Espera-se que o rompimento da blindagem sirva para interromper o reality show em que esse tipo de jornalismo transformou o governo Cabral, no qual, aparentemente, até ele acredita. A vitória dos bombeiros e a derrota do governador também confirmam que, por mais força que tenham os meios de comunicação, essa não se sustenta quando se coloca em antagonismo à força dos fatos, como, aliás, já mostrara, entre outros eventos, a campanha das Diretas Já.

Engrenagem
Pouco antes de confirmada a saída do deputado Luiz Sérgio do Ministério das Relações Institucionais, o deputado federal Otávio Leite (PSDB-RJ) comentou: “Tenho por ele muito respeito. Mas a saída ou não é um julgamento do governo. Para o Congresso, o governo é muito ruim. O governo impõe ao Congresso, não conversa. Utiliza de medidas provisórias como instrumento de ação política em vez de procurar o diálogo. O governo é muito imperial em relação ao Congresso. E o Luiz Sérgio ou qualquer outro faz parte dessa engrenagem de prevalecer os interesses do Executivo.”

Falta esclarecer
Otávio Leite aproveitou para ressaltar a necessidade de o Congresso investigar o enriquecimento “meteórico” do ex-ministro da Casa Civil Antônio Palocci: “A crise não acabou com a saída de Palocci.
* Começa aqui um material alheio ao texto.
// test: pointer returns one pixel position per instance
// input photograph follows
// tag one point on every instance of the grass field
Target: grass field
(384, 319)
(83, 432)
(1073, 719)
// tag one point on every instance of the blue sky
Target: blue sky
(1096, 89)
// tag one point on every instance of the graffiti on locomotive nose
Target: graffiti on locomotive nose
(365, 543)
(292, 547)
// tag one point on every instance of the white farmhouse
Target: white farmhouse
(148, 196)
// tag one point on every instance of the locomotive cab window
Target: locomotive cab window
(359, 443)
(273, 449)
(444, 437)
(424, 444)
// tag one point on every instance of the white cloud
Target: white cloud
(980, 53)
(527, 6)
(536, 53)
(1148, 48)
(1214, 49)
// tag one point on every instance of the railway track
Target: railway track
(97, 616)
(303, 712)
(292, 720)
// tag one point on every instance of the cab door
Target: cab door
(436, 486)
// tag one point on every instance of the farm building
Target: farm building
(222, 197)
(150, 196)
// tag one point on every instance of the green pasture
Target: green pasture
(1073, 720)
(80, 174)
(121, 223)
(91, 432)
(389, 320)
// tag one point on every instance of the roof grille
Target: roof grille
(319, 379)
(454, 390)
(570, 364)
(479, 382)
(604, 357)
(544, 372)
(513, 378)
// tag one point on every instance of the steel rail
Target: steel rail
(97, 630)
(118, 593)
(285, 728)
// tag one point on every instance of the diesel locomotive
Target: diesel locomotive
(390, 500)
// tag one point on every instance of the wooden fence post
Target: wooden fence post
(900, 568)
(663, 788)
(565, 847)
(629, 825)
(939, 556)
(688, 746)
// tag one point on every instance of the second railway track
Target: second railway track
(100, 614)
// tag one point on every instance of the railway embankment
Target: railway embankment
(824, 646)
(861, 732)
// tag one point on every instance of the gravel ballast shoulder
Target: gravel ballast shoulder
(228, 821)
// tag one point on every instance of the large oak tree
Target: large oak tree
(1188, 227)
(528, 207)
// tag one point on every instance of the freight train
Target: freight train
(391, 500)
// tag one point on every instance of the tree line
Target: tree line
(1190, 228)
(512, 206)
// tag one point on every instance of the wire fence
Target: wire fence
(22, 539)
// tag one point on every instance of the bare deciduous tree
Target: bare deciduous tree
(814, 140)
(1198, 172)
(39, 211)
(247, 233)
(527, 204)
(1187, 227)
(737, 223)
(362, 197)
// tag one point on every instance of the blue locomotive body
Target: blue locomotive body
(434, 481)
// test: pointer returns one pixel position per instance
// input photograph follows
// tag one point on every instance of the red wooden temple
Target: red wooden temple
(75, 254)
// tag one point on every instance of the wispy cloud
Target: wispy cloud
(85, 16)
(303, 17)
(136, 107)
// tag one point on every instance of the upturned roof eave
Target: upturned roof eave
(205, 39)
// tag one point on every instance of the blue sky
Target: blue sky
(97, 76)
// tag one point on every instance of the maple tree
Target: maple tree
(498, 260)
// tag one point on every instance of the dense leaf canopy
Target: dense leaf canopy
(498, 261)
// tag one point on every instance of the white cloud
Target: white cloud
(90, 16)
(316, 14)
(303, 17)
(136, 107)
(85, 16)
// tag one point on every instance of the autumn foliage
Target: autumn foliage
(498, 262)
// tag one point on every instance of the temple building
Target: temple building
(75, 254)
Nós estamos diante de uma figura pública e notória que teve uma evolução patrimonial faraônica. Isso tem que ser esclarecido”, defendeu.

Nada a esclarecer
Já o senador Francisco Dornelles (PP), que faz parte da base governista, foi curto e grosso sobre o ex-ministro: “O caso Palocci já é um assunto encerrado.”

Blindagem não resistiu
O governador Sergio Cabral deve ter agradecido de joelhos a decisão da Justiça de soltar os bombeiros presos após a impensada ação do governador. Com o movimento de apoio à corporação crescendo – milhares de táxis e carros particulares colocaram fitas vermelhas nas antenas, artistas e jogadores de futebol manifestando apoio, e PMs engrossando o movimento – o fim da prisão foi um excelente negócio para Cabral.

DF repudia
Por iniciativa de deputados distritais de vários partidos, a Câmara Legislativa de Brasília aprovou na semana que finda moção de repúdio ao governador do Rio de Janeiro, Sergio Cabral, por causa da ordem de invasão ao Quartel General do Corpo de Bombeiros pelo Bope. Também foi aprovada moção de apoio aos bombeiros fluminenses.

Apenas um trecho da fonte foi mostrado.